U.S. News

Jordan Belfort, 'Wolf of Wall Street,' to surrender more profits to victims, judge rules  

Key Points
  • Jordan Belfort, who ran a now-defunct Long Island brokerage and pleaded guilty to stock manipulation, is being ordered by a U.S. district judge to hand over his entire equity interest in a private company.
  • As part of the government’s $110 million restitution order against Belfort, of which the judge said he has only paid a "fraction," the government is garnishing 100 percent of his equity interest in wellness company Delos Living.
  • The Brooklyn judge denied Belfort's objection that under the Consumer Credit Protection Act that the government could only garnish 25 percent.
  • Belfort was portrayed in the movie "The Wolf of Wall Street."
Jordan Belfort
Jono Searle | Newspix | Getty Images

Jordan Belfort, a former penny-stock broker and self-proclaimed "scammer" who was portrayed in the movie "The Wolf of Wall Street," is being ordered to hand over more money to the investors he tricked.

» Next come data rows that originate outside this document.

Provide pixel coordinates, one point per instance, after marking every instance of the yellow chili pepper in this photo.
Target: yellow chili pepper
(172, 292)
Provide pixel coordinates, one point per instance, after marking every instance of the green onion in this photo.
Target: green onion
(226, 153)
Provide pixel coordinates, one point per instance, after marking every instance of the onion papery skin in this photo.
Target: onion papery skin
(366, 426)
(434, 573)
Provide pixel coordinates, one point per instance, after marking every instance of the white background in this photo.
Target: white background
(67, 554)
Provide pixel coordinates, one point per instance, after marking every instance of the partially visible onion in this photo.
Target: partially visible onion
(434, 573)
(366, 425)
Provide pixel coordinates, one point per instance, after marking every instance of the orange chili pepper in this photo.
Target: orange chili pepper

Belfort pleaded guilty in 1999 to manipulating investors into buying stocks that eventually turned out to be worthless. The judge sentenced him to 42 months in prison and ordered him to pay $110 million back to those investors. As of November 30, Belfort had only repaid a fraction of that amount — $12.8 million, according to court documents.

As part of the restitution, the government had filed an application to garnish 100 percent of Belfort's equity interest in a private company called Delos Living.

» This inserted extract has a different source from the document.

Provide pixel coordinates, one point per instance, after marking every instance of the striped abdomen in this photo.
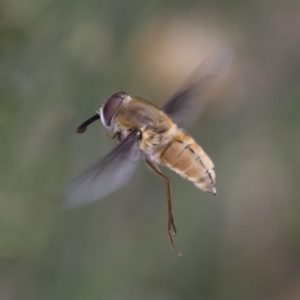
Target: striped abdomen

Belfort, depicted by Leonardo DiCaprio in the Martin Scorsese-directed film, objected, claiming that the government could only take 25 percent of his interest in that company, citing the the Consumer Credit Protection Act.

U.S. District Judge Ann Donnelly denied Belfort's objection and issued an order granting the government permission to take 100 percent of his stake in Delos, a wellness real estate and technology company.

"A review of the statute's purpose and the relevant case law leads me to conclude that these interests are not what Congress had in mind when it enacted the CCPA," Donnelly said in the court order.

Brooklyn-based Donnelly said Congress adopted the garnishment limitation to "relieve countless honest debtors driven by economic desperation from plunging into bankruptcy in order to preserve their employment and insure a continued means of support for themselves and their families."

"Nothing about the defendant's arrangement with Delos Living is consistent with that goal," Donnelly said, adding that it would frustrate "the primary and overarching goal" of the Mandatory Victims Restitution Act.

The U.S. Attorney's Office told CNBC it had no comment regarding the case, while Belfort's attorney did not immediately respond to a request for comment.

Belfort appeared in the CNBC original, " Bitcoin: Boom or Bust," to challenge the viability of the cryptocurrency.

"I was a scammer. I had it down to science, and it's exactly what's happening with bitcoin," he told CNBC in the documentary, which aired in August. "The whole thing is so stupid, these kids have gotten themselves so brainwashed."